Si la coopération État-régions en matière de tourisme figure en tête des priorités, qu'en est-il des autres collectivités ? Le débat du jour s'est permis un retour en arrière sur la loi du 7 août 2015 portant nouvelle organisation territoriale de la République (Notr). Un texte qui avait notamment donné de nouvelles compétences aux intercommunalités en matière de tourisme. Pour Franck Louvrier, "la loi Notr n'a pas tranché, elle a donné la compétence touristique quasiment à tout le monde. Cela ne donne pas de visibilité et pas d'efficacité. Il va falloir éclaircir et répartir les compétences de chacun. Mais il ne faut pas attendre de l'État, il faut faire nous-mêmes, la dynamique vient du terrain, pas d'en haut". Sur ce sujet, c'est au tour d'Hervé Morin de jouer les modérateurs : "Je suis souvent agacé par les compétences croisées, mais le secteur du tourisme n'est pas un secteur dans lequel cela me semble compliqué. On ne peut pas imaginer que le bloc communal ne soit pas en charge de la promotion touristique locale, et pour les investissements, on se retrouve très vite sur les logiques de développement économique dont la région est de loin le premier acteur.
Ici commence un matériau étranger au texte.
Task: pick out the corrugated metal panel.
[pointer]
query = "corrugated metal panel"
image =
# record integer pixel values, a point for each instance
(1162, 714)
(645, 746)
Parfois, elle est un peu aidée par le département et si le département n'est pas là, on fait sans lui. Là où cela me gêne le plus, c'est sur les stratégies d'attractivité. Quand vous avez créé une agence régionale d'attractivité, les départements se disent qu'ils doivent faire pareil, et parfois on se marche sur les pieds."

Pour une acceptation sociale du tourisme

Le débat a donc permis de dégager une vision commune sur la nécessité de fédérer les énergies et de donner sa place à chacun, y compris au secteur privé et en particulier le tourisme social "qui a beaucoup souffert", a souligné Olivier Sichel. Deux points noirs sont cependant restés sans réponse.
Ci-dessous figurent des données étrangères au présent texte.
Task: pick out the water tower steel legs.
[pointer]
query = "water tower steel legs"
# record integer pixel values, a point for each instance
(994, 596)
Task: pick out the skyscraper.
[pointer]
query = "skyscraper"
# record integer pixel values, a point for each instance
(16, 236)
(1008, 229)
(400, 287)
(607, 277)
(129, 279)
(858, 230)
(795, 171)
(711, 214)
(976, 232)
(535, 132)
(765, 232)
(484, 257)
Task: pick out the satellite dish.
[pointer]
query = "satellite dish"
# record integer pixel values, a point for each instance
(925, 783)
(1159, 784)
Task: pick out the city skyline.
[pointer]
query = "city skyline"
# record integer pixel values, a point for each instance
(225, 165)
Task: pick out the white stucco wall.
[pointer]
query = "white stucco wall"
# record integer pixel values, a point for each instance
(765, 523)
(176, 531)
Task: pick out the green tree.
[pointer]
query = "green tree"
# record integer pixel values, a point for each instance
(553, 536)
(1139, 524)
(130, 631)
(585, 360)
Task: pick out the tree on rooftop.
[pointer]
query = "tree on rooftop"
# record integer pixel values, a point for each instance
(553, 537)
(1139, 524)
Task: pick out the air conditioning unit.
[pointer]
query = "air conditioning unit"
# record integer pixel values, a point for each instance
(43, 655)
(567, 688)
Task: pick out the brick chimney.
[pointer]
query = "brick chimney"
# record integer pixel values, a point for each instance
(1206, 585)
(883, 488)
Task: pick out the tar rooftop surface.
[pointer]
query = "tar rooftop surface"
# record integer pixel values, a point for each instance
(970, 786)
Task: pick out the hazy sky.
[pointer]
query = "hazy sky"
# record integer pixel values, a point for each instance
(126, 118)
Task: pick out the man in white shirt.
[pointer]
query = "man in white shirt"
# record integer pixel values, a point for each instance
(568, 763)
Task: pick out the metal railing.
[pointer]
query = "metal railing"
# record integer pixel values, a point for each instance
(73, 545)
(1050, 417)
D'une part, la question des recrutements, alors que le secteur de l'hôtellerie-restauration a perdu plus de 200.000 emplois durant la crise sanitaire, selon Franck Louvrier. Pour Hervé Morin, "quand on est à 4,5% de chômage, on se retrouve avec des demandeurs très éloignés de l'emploi et le chemin pour les y amener est extrêmement compliqué". Et le président de la région Normandie de citer "des amis restaurateurs à Deauville qui payent bien leurs collaborateurs et qui malgré cela ne trouvent pas de main-d'œuvre car c'est un domaine dans lequel il y a des astreintes, où l'on travaille le week-end". La solution ? "Créer de l'appétence pour ces métiers à travers la formation et l'orientation."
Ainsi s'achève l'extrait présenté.